この一月、雪におおわれた山を登りながら、自分がなぜ山に魅かれるのか、その疑問が解けるような思索発展のひらめきを体験した。
それは、当たり前と言えばその通りのことなのだが、どうも自分というものを、つい自意識を中心に考えてしまうことに原因しているようなのだ。つまり、それがまず、主観としてしか意識に登ってこないという、いわば〈意識の錯覚〉とでも呼べる、その出現にまつわる不可避の形があることを覚ったからだ。
もう少し噛み砕くと、まずここで言う〈意識の錯覚〉とは、主観が最初に意識に現れるがゆえに、その背後の形成過程を見落としてしまうことである。
そこで、どうして自分は山が好きなのかと言えば、自分は子供の頃から、近辺の丘だの山だのを歩きまわって成長してきたから、という育ちの体験がゆえのようなのだ。
言い換えれば、自分の成長の過程で、そうした「山」という地形の存在が、自分の心身の内に、それほどに根を下ろしてきたがゆえのことと言えそうなのだ。
そうなのに、「好き」という主観が先に立って、そうした過程を隠してしまいがちである。
たとえば、人には「努力」とか「達成」という気持ちや実際の日常的行為を、言わば自然なことと取り入れているところがある。さらにそれは、人生上に必須な行いの一つともされている。
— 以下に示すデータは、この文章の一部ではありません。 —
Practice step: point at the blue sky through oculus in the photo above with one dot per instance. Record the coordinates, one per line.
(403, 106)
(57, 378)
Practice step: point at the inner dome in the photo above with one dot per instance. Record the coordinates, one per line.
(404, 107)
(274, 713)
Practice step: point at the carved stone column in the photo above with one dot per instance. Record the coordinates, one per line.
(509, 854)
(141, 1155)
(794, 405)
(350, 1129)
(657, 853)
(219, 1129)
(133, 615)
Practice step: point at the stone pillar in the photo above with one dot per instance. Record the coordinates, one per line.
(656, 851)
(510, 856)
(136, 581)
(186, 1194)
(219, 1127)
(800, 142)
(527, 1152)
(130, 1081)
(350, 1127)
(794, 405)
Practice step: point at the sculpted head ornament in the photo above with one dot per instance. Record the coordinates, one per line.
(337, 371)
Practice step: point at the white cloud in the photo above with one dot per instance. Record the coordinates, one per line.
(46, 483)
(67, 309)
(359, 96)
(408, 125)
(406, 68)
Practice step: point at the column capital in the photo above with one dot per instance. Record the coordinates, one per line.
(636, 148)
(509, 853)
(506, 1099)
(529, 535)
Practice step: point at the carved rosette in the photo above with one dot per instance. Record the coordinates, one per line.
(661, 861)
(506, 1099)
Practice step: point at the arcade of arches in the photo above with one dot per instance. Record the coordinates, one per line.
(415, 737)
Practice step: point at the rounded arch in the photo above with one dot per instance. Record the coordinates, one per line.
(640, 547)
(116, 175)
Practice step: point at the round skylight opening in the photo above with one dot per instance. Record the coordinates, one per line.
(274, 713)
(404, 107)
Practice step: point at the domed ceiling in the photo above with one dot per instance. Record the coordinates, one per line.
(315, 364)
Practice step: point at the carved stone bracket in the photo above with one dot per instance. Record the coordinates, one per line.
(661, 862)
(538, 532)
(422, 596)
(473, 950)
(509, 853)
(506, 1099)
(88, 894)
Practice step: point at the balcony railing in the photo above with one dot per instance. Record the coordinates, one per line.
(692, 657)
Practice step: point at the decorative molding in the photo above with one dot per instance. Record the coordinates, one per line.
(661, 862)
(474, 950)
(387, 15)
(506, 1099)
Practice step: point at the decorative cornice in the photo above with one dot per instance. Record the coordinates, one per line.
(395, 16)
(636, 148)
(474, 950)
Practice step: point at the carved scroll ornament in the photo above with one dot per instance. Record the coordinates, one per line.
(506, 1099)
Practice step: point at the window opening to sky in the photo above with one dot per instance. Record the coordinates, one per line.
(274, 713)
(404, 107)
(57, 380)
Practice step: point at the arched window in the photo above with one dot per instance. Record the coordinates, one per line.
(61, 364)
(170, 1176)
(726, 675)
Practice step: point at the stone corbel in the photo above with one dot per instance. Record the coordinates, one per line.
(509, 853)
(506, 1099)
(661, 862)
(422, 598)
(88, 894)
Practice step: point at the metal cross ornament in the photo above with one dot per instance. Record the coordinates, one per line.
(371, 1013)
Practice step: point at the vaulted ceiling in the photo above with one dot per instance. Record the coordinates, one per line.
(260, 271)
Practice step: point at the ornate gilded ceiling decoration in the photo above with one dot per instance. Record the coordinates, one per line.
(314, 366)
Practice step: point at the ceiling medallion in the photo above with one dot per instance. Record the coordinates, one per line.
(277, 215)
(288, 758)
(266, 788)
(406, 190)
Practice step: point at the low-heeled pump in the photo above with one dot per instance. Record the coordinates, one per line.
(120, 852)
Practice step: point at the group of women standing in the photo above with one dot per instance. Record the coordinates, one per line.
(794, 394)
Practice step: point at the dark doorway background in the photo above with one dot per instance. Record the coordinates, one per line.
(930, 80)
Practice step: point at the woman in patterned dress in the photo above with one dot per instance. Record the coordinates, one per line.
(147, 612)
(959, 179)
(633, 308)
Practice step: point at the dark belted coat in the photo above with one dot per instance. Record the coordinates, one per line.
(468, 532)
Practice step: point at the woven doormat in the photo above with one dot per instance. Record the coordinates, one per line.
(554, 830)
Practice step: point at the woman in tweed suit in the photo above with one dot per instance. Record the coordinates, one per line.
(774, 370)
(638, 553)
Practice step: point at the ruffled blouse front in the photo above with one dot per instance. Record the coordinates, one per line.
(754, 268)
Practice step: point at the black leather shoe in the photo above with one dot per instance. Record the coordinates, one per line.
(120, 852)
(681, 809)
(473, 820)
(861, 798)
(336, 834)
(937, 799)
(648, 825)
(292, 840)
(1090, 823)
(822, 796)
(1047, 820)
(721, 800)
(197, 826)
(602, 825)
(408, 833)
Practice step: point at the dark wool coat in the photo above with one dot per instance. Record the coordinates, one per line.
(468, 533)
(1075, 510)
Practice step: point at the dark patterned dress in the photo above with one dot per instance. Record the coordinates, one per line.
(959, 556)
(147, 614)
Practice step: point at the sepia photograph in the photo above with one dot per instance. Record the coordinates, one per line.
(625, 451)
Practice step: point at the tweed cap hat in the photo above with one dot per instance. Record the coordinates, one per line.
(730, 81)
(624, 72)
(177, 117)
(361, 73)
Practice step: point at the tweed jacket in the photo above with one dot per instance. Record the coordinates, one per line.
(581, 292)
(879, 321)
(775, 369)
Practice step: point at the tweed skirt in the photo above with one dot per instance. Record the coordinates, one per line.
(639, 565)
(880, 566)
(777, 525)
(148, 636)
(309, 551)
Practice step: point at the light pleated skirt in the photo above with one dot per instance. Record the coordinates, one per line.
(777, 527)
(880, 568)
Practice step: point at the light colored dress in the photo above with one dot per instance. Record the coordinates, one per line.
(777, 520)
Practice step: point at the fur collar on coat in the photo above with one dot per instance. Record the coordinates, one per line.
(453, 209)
そうした「努力・達成」という常識的な行いについて、それが、外からの強要としてでなく、自分の内にどのように芽生えてきたのかなのだ。
すると私の場合、どうやら子供のころより、山登りという、地球の重力に逆らって、自分の身体をより高いところへ運びあげて行くという行動に親しんできたことに思いあたる。そして、それに伴う身心上の苦しい実感や、やり遂げた後の目を見張る効果を、そのように身に付けてきたからであるようだ。
そこでこうした一連の運動より得た体験知を、自分の〈運動観〉と呼んでみる。
ある著名な登山家は、山に登る理由を問われ、「そこに山があるからだ」と答えた。
私の場合も、自分がどうして山が好きなのかと問われれば、「そこに山があるからだ」とでも答えそうな、人と環境との間に形成されてきた、〈成長過程関係〉がありそうである。
ところが、何はともあれ意識には、そうした自分の意識の形成過程の事情は抜きに、まず、その「好き」という思いが先に頭の中を占めてくる。そういう意識への登場上の順序があるがゆえ、どうしてもそれが主となって、意識が生まれてきた背景や事情というものに気付かないでいがちとなる。
そんな、逆転していた気付きが再逆転したところに、この〈運動観〉という用語の意義がある。
すなわちこの〈運動観〉を持つことは、自分自身の形成に、運動行為ということが、それほどに働いてきたということに、改めて関心を集中し直すということにもつながる。
これは、自分にとって、運動というものがそれほどにかけがえのないものであったということに目覚め、それに接し直すということでもある。
だからこそ、今回のように、真冬の雪山登りという、しかももう80歳になるそんな時に、常識からはトンデモナイとされることに、あえて挑んでみたくなった。
そして、そうする自分は、ともあれ“意識ファースト”式には自分がそれを選んでいるように思いがちではある。だが実は、それは自分をこしらえてきた過程を、そのように新たな環境をもってして確かめ直しているといえることだ。
ひっくり返して言えば、山に登らなくなってしまうと、自分の成長やひいては自分の自分たるものを、忘れてしまいがちなのだ。
それはあたかも、そこにそうある山にそのように呼び戻され、忘れかけていた何かを教え直されているといってもいいことなのだ。そしてその「何か」というものが、ここに述べている、自分と山との〈成長過程関係〉なのである。
これは、私の場合、それが山だったということであって、人にとってはそれが海であったり川であったり、あるいは、家業であったということもあるだろう。
つまりは、自分が成長するにあたって体験してきた、自分と周囲の環境との〈成長過程関係〉の足跡があるがゆえなのだ。
そんな想いが、いま『フィラース』に掲載中の「私風人間生命論」の基軸概念――「自己組織化」能力――に運動が密接に絡んでいる、そういう気づきに静かに結びついたのであった。